When it comes to investing, most people tend to choose safe options like fixed deposits. Although fixed deposit is a safe investment option, it offers low returns. People often compromise on high returns because of lack of risk taking appetite.
However, experts do not advise investors to put money into FDs for long terms. The reason behind this is that they believe interest rates could go up due to rising inflation at least in the next one year or so and in such a case, the risk of losing out is high.
Let’s try to understand reasons behind why FDs are not considered good options for long terms.

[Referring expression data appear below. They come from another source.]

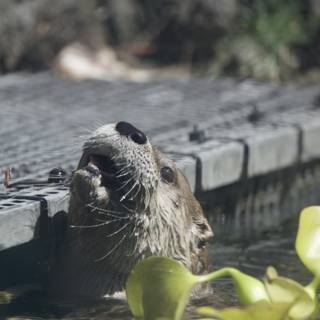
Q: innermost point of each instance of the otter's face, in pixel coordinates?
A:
(130, 201)
(121, 164)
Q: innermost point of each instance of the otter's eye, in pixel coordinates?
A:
(167, 174)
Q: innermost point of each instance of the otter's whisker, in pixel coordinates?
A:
(113, 249)
(118, 231)
(108, 212)
(125, 195)
(93, 225)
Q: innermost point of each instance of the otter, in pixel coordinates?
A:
(128, 201)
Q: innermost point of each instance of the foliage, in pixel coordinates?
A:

Inflation: While subscribing to fixed deposits, people usually do not take inflation into consideration. With rising inflation money loses value. When the inflation rises, the Reserve Bank of India increases the interest rate to check it. But, because of growing inflation, there would not be any significant increase in the purchasing power. At such a time, returns on investment in FDs would not be high.

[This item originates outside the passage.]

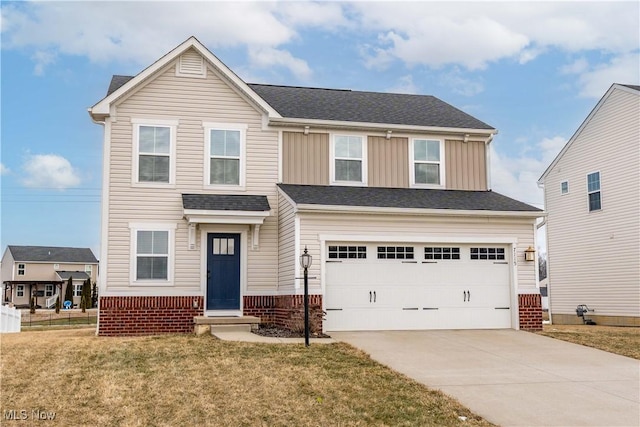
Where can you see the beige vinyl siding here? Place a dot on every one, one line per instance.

Interest rates: The interest rate offered by FDs is low compared to options like debt mutual funds, which attracts high rate of interest and they are mostly risk-free investment instruments. So, even those who don’t want to take risks and invest in long-term instruments can look for debt mutual funds.

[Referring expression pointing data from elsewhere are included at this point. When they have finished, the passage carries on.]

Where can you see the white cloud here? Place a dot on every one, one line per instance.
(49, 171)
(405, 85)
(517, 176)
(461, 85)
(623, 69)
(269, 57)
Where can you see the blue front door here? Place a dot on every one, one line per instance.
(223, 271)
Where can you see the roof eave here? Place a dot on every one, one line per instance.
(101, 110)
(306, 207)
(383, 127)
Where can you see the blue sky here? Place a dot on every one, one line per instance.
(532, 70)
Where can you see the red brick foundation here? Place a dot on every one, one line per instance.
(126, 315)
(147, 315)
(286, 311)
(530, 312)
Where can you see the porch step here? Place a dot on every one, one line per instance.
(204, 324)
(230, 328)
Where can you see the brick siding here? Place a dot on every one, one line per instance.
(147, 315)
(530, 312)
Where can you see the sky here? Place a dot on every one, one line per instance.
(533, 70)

Difference in long and short term interest rate on FDs: If someone goes for long term FD, then interest rate for him will be between 5 and 5.5 per cent. On the other hand, the short term investment in FDs attracts an interest rate of four per cent. So, there is clearly no substantial difference between interest rate on long term and short term.
Break and re-invest: Suppose a person has invested in a fixed deposit of a bank for three years. If interest rate goes up during that period, he will have to break and re-invest. But during this process, banks tend to cut one per cent for breaking the deposit.